Q4.2 — Barium configuration
Barium (Z=56): [Xe]6s² (abbreviated). Ba²♠: removing the two 6s electrons gives [Xe]. 1 mark each.
Q4.3 — Group 2 commonality
Both Sr and Ba have exactly two electrons in their outermost s subshell (5s² and 6s² respectively). These two outer electrons are relatively easily removed because they are in the highest energy level and are shielded from the nucleus by inner electrons. Losing two electrons gives the stable noble gas core configuration, which is the basis for their consistent 2+ ion formation. (1 mark for identifying two outermost s electrons / ns² valence configuration.)
Q5 — Full vs abbreviated configuration comparison
Iron example: Full: 1s²2s²2p⁶3s²3p⁶3d⁶4s² • Abbreviated: [Ar]3d⁶4s².
What it shows: Full = all subshells from 1s outward • Abbreviated = only the valence electrons and d electrons beyond the noble gas core.
Advantage: Full = nothing is hidden; complete electron accounting • Abbreviated = quicker to write; emphasises valence/reactive electrons.
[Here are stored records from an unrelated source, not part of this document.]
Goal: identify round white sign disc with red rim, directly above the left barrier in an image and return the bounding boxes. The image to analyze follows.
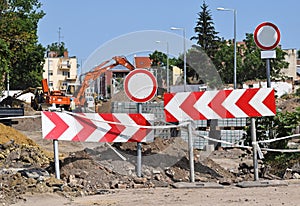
[124,69,157,103]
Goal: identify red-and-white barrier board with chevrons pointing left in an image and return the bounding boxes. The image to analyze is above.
[164,88,276,122]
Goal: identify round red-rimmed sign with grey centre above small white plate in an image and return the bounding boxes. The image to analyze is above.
[253,22,280,50]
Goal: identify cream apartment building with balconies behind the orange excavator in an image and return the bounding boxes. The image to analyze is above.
[43,51,77,91]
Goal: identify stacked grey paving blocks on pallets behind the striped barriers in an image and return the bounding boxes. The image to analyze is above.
[111,102,247,149]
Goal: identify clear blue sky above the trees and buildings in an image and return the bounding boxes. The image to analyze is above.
[38,0,300,72]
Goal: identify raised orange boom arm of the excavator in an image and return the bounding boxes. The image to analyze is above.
[72,56,135,107]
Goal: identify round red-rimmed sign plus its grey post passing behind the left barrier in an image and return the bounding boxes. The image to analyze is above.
[124,69,157,177]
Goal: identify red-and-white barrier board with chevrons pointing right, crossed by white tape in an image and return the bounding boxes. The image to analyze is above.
[42,112,154,142]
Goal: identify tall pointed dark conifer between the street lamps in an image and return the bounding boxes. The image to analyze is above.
[191,1,220,59]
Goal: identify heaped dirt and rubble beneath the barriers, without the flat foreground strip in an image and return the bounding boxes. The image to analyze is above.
[0,97,300,205]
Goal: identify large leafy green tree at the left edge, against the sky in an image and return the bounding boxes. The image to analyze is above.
[0,0,45,89]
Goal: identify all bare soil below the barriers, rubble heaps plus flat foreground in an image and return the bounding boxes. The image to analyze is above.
[0,96,300,206]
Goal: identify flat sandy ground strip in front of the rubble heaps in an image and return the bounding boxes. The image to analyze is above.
[15,183,300,206]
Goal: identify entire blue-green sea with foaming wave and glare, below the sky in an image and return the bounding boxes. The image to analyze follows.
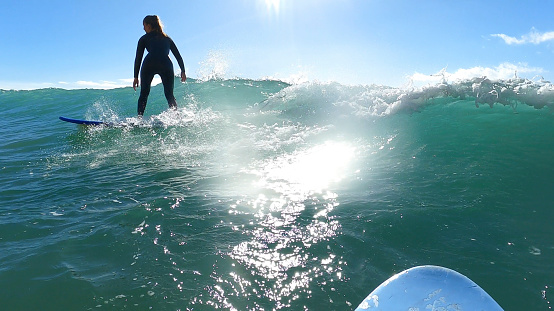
[0,79,554,310]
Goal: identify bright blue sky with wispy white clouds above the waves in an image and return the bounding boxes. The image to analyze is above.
[0,0,554,89]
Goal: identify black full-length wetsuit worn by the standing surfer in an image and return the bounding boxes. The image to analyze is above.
[135,32,185,115]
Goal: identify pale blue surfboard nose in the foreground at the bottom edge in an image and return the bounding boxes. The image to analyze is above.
[355,266,503,311]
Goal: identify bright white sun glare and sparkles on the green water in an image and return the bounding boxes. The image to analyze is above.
[220,142,354,309]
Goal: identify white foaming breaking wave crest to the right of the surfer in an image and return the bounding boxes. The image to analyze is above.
[261,77,554,117]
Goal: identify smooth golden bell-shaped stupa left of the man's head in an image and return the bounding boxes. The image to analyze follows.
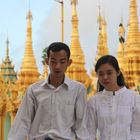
[17,10,39,91]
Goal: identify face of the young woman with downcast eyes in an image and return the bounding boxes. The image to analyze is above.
[97,63,119,91]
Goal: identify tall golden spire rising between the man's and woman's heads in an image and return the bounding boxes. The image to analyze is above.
[67,0,91,92]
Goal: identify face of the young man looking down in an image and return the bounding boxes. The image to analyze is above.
[46,50,71,78]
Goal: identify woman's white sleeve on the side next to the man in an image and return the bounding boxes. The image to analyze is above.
[87,97,98,140]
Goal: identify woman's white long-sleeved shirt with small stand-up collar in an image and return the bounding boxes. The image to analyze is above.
[88,87,140,140]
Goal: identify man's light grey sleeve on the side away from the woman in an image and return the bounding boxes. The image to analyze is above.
[8,87,35,140]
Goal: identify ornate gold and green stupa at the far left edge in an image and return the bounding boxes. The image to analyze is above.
[0,39,20,140]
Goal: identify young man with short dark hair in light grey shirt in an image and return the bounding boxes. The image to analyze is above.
[8,42,88,140]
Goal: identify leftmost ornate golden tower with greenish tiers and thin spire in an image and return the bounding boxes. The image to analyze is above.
[0,38,17,140]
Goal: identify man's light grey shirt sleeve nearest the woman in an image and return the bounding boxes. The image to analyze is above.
[74,86,89,140]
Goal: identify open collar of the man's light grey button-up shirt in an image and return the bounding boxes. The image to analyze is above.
[41,76,70,88]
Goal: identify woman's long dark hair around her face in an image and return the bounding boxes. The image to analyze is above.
[95,55,126,91]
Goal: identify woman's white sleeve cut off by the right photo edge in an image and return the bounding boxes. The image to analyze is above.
[132,94,140,140]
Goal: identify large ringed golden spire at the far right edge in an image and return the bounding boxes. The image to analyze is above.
[125,0,140,89]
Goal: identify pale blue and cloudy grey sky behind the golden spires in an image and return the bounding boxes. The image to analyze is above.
[0,0,140,74]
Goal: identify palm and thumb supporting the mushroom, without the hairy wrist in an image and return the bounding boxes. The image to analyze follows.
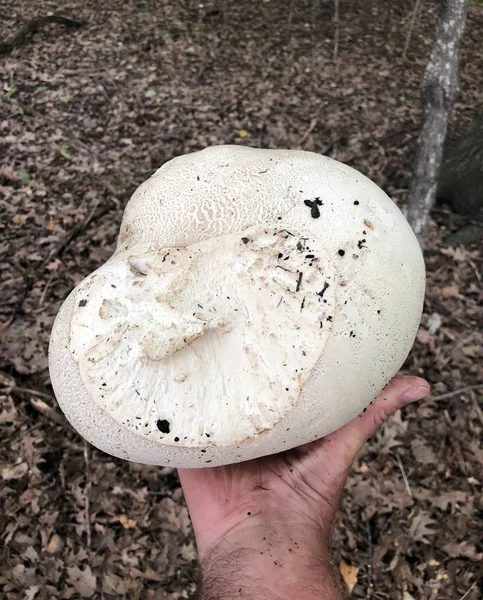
[179,377,429,555]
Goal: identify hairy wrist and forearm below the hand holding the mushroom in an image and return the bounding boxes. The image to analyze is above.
[199,524,345,600]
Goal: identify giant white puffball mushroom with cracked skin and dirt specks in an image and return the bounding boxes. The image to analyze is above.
[50,146,425,467]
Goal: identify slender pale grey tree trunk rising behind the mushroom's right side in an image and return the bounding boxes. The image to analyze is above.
[406,0,468,246]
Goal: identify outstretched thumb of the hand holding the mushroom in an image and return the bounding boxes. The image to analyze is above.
[320,376,430,471]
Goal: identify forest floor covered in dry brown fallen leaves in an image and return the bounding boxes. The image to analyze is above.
[0,0,483,600]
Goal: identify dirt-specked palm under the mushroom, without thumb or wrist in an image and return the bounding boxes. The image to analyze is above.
[180,438,345,546]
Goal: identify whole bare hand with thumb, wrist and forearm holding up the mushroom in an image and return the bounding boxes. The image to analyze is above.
[178,376,429,600]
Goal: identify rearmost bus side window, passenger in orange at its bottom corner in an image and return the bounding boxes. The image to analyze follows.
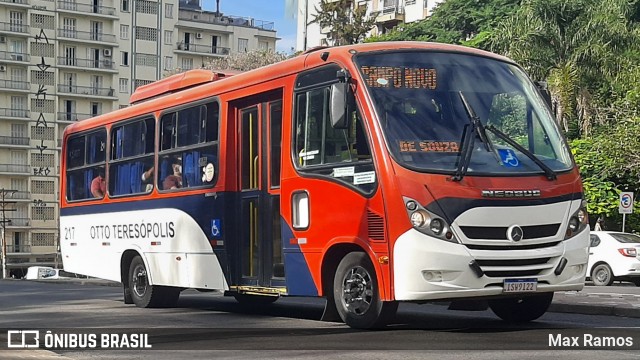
[65,129,107,200]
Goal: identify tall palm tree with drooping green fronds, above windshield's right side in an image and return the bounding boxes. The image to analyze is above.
[491,0,638,137]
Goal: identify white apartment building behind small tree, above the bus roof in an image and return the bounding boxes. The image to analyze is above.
[296,0,444,50]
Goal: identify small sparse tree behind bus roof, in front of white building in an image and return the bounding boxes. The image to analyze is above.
[311,0,375,46]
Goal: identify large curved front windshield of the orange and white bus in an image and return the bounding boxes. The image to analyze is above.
[356,51,573,175]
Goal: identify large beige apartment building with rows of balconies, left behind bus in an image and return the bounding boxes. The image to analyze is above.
[0,0,277,277]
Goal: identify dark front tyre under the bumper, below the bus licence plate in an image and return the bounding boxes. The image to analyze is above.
[489,292,553,323]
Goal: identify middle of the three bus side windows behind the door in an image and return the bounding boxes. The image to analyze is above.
[108,117,155,196]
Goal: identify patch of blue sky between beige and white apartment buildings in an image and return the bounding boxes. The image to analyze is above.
[202,0,296,54]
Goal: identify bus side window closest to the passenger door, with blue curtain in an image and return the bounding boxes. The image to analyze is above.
[158,102,219,191]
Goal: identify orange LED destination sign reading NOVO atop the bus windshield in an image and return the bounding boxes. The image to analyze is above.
[362,66,438,90]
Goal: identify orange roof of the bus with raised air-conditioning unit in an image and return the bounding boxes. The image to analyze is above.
[65,41,513,133]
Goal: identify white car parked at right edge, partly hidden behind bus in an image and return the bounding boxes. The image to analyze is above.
[587,231,640,286]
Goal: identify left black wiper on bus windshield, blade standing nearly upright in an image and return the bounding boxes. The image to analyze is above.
[451,91,502,181]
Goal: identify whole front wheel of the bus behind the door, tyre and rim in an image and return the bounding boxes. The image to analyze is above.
[333,252,398,329]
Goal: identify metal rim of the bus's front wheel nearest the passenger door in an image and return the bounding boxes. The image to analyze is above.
[341,266,373,315]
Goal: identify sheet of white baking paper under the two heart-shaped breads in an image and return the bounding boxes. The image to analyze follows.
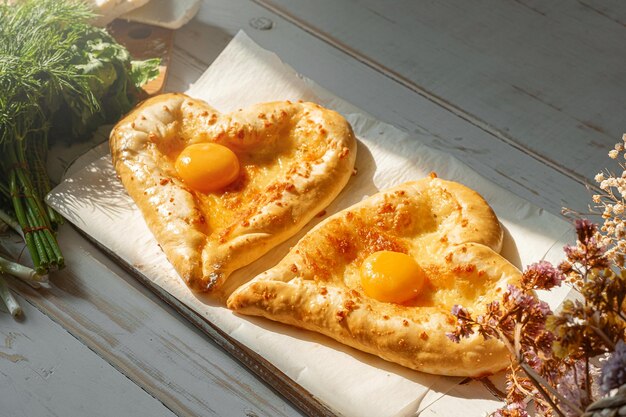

Limitation: Full = tedious for heavy elements; easy to make arithmetic errors • Abbreviated = inner electrons not shown; requires knowing which noble gas precedes the element.
When required in HSC: Full = usually requested for elements Z≤36 in questions that test Aufbau knowledge • Abbreviated = widely accepted for any element; preferred for transition metals.
Marking: 1 mark per correctly completed cell (10 total, 2 per row).